Use this checklist before every production deployment of a service instrumented with obskit v1.0.0. Each section maps to a specific obskit package and the decisions you must make before going live.


1. Configuration

  • [ ] OBSKIT_SERVICE_NAME set to a meaningful, unique name (not "unknown")
  • [ ] OBSKIT_ENVIRONMENT=production set explicitly
  • [ ] OBSKIT_VERSION injected from CI/CD (git tag or image tag)
  • [ ] configure_observability() (v1.0.0+) or configure() called before any other obskit import
  • [ ] Configuration validated at startup; fails fast if invalid
  • [ ] No secrets in ConfigMaps — all sensitive values in Kubernetes Secrets or Vault
  • [ ] .env file excluded from Docker image (COPY excludes it or .dockerignore entry)
Python
# main.py — configuration at the top, before other obskit imports
import os
from obskit import configure_observability

# v1.0.0+: single call configures logging, tracing, and metrics
obs = configure_observability(
    service_name=os.environ["SERVICE_NAME"],
    environment=os.environ["DEPLOY_ENV"],
    version=os.environ["APP_VERSION"],
)

# Legacy approach (still supported):
# from obskit import configure
# from obskit.config import validate_config
# configure(service_name=..., environment=..., version=...)
# is_valid, errors = validate_config()

2. Logging

  • [ ] OBSKIT_LOG_FORMAT=json — structured JSON for all production deployments
  • [ ] OBSKIT_LOG_LEVEL=INFO — avoid DEBUG in production (high volume, potential PII leakage)
  • [ ] OBSKIT_LOG_INCLUDE_TIMESTAMP=true unless your log aggregator adds its own
  • [x] PII scrubbing — automatic — the default get_logger() pipeline includes make_redaction_processor() which redacts password, token, secret, api_key, authorization, card_number, and 15+ other sensitive field names before any output is written.
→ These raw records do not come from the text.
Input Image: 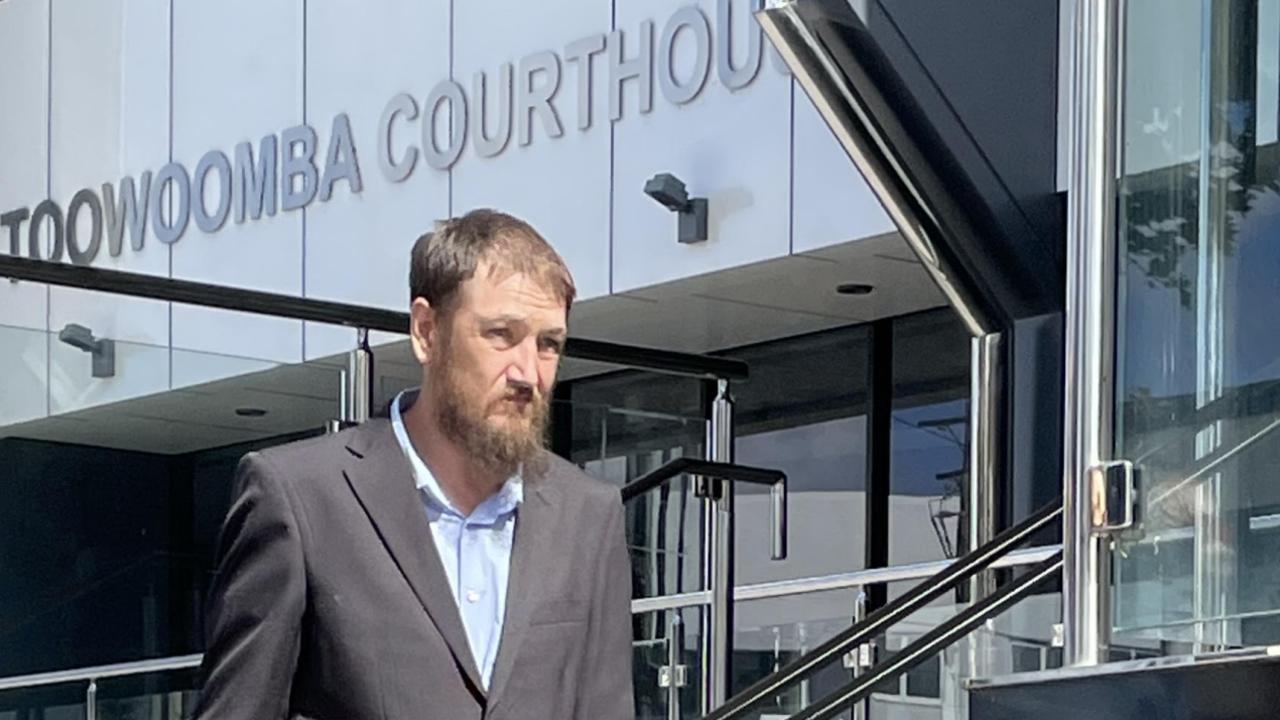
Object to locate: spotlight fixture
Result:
[58,323,115,378]
[836,283,876,295]
[644,173,708,245]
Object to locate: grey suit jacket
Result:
[196,419,635,720]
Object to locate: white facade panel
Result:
[792,91,893,252]
[0,326,49,428]
[305,0,449,325]
[613,0,791,292]
[49,0,169,358]
[168,0,305,363]
[0,0,49,331]
[453,0,612,299]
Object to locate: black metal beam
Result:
[791,551,1062,720]
[703,501,1062,720]
[0,255,748,379]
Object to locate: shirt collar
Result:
[390,391,525,519]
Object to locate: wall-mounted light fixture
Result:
[58,323,115,378]
[644,173,707,243]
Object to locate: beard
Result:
[430,351,550,478]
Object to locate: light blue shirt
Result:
[392,392,525,689]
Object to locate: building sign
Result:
[0,0,786,265]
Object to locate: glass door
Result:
[1112,0,1280,653]
[552,357,707,720]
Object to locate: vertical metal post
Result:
[700,379,733,715]
[667,607,685,720]
[849,588,876,720]
[84,678,97,720]
[1062,0,1121,665]
[968,333,1005,589]
[966,333,1005,678]
[863,319,893,611]
[342,328,374,424]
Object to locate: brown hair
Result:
[408,209,577,313]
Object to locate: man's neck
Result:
[401,396,507,515]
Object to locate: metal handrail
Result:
[705,501,1062,720]
[0,653,205,691]
[622,457,787,502]
[0,254,748,379]
[0,546,1061,691]
[631,543,1062,615]
[793,551,1062,720]
[622,457,787,561]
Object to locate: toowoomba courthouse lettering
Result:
[0,0,786,265]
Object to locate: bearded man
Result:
[196,210,634,720]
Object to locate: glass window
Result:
[888,310,969,565]
[1114,0,1280,652]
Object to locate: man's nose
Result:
[507,341,538,388]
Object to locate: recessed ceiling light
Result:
[836,283,876,295]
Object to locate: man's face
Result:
[417,263,567,475]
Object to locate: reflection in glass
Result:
[1114,0,1280,652]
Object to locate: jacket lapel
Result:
[489,471,556,711]
[343,419,484,697]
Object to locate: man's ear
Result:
[408,297,440,365]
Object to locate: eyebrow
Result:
[480,315,568,340]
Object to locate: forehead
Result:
[458,260,564,315]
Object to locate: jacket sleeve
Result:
[195,454,306,720]
[576,498,635,720]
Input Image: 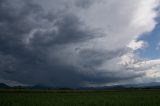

No setup required.
  • [ ] Log sampling rate set (OBSKIT_LOG_SAMPLE_RATE) for high-frequency paths
  • [ ] Log aggregator (Loki, Elasticsearch) confirmed to parse the JSON format
  • [ ] Correlation fields (trace_id, span_id) appear in log events from traced requests
Python
from obskit import configure_observability

obs = configure_observability(service_name="my-service", log_format="json")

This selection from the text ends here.